En dépit d'une entrée cahoteuse sur le marché canadien, Target envisage de poursuivre son expansion et d'ouvrir neuf autres magasins cette année.

Target a «mal compris» le marché canadien

Très attendu, le lancement de Target au Canada ne s'est pas déroulé comme les dirigeants de l'entreprise le souhaitaient. Aujourd'hui, le géant américain de la vente au détail tente tant bien que mal de redorer son blason.
«C'est un processus d'apprentissage», indique au Soleil Sébastien Bouchard, porte-parole chez Target Canada. «Ouvrir 124 magasins et embaucher plus de 20 000 employés en moins d'un an, ça n'avait jamais été fait auparavant, ajoute-t-il pour expliquer la situation. Pour l'heure, notre priorité est de nous assurer que la gestion des stocks soit optimale, ç'a été un gros problème pour nous en 2013. Nous devons nous retrousser les manches.»

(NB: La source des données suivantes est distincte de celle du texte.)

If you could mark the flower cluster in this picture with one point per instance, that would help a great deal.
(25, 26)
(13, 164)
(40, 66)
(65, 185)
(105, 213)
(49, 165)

En dépit de ce départ cahoteux, Target prévoit tout de même poursuivre son expansion et ouvrir neuf autres magasins au Canada cette année, aucun dans la région de Québec. «La priorité demeure cependant les consommateurs», assure M. Bouchard. «Parvenir à ce que l'expérience de magasinage aux États-Unis soit la même qu'au Canada.»
Au mois de juin, l'entreprise a diffusé sur son compte YouTube une vidéo avec ses employés présentant des excuses aux consommateurs canadiens, une situation plutôt rare dans l'industrie. Au cours de cette vidéo de quelques minutes, le numéro trois du commerce de détail en Amérique du Nord, derrière Walmart et Costco, reconnaît avoir connu des ratés depuis son arrivée et promet de modifier son tir. La vidéo est disponible en ligne en anglais avec sous-titres français au http://www.youtube.com/watch?v=IJlZdVYmgiI.
Une question de temps
Joints par Le Soleil, les propriétaires de centre commercial du Québec croient toujours en Target Canada, et ce, même si ce dernier a connu des hauts et de bas depuis l'ouverture de ses magasins au pays, il y a un peu plus d'un an.
«Tout le monde s'attendait à ce que Target canarde le marché. On voit que cela n'a pas été le cas», indique Emeka Mayes, directrice des acquisitions pour l'est du Canada pour First Capital Realty, propriétaire notamment de Place Portobello (Brossard). «Les ventes ne sont pas là. Ils ont encore beaucoup de choses à régler. Il y a encore un manque de produits dans leurs magasins et la qualité n'est pas encore là.»
Mais «c'est déjà mieux que Zellers», ajoute Michel Brouillard, vice-président du volet commercial d'Oxford Properties, propriétaire des Galeries de la Capitale. «C'est une grosse machine, mais ils ont mal compris le marché canadien. Ils vont devoir tenter de reconquérir leurs clients et de revoir leurs prix.»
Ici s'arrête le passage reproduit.